イジワル御曹司のギャップに参ってます!
だが。

「間違いありません」

流星は平然と頷いた。

「彼女の企画は、『ジュエルコスメ』に最大限の成果をもたらしてくれます。私が保証致します」

揺るぎない瞳で言い放った彼に、私の方が驚いてしまった。
あれだけ反対していたのに。どうして?
この場の空気を読んでお世辞を言ってくれているのだろうか。
――だが、彼の瞳は真っ直ぐで、実直意外の何物にも見えない。そこに嘘偽りがあるとは思えない。

「君はそれでいいのかね?
彼女の企画が通るようなことがあれば、今度は君が今の地位を奪われるぞ。
それでも君は彼女に賛同するというのか。
自分の指揮で作る広告よりも、彼女の指揮で作る広告の方が上質だと、認めるのか」

意地悪な質問だ。流星を試しているのだろうか。
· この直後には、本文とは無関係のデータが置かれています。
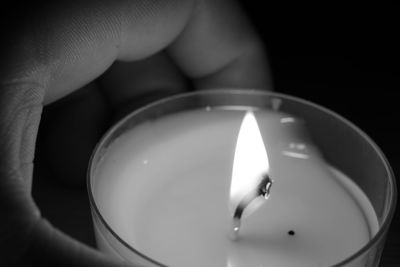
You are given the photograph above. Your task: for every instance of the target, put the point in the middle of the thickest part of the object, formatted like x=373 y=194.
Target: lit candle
x=169 y=188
普通の人なら保身のために、ちょっと待ったと言い淀むはずだ。
けれど、流星は。

「ええ」

躊躇いもなく頷いた。

「彼女は我が社で誰よりも御社のためを考え、身をつくして働いています。
この企画の指揮、彼女が誰よりも相応しい」

「自分よりも、というのか?」

「でなければ、新藤社長の元へ謝罪になど行かせません」

普段は柔らかな流星の口調が、いつになく真剣に強張る。揺るがない意志を断言する。

「無難な成功を選ぶか、変化を望むか。あなた次第です、新藤社長。
はっきりとひとつ言えることは、彼女を手放せば、『ジュエルコスメ』は変革の機会を失うでしょう」

相手の立場を顧みない、強気な発言だった。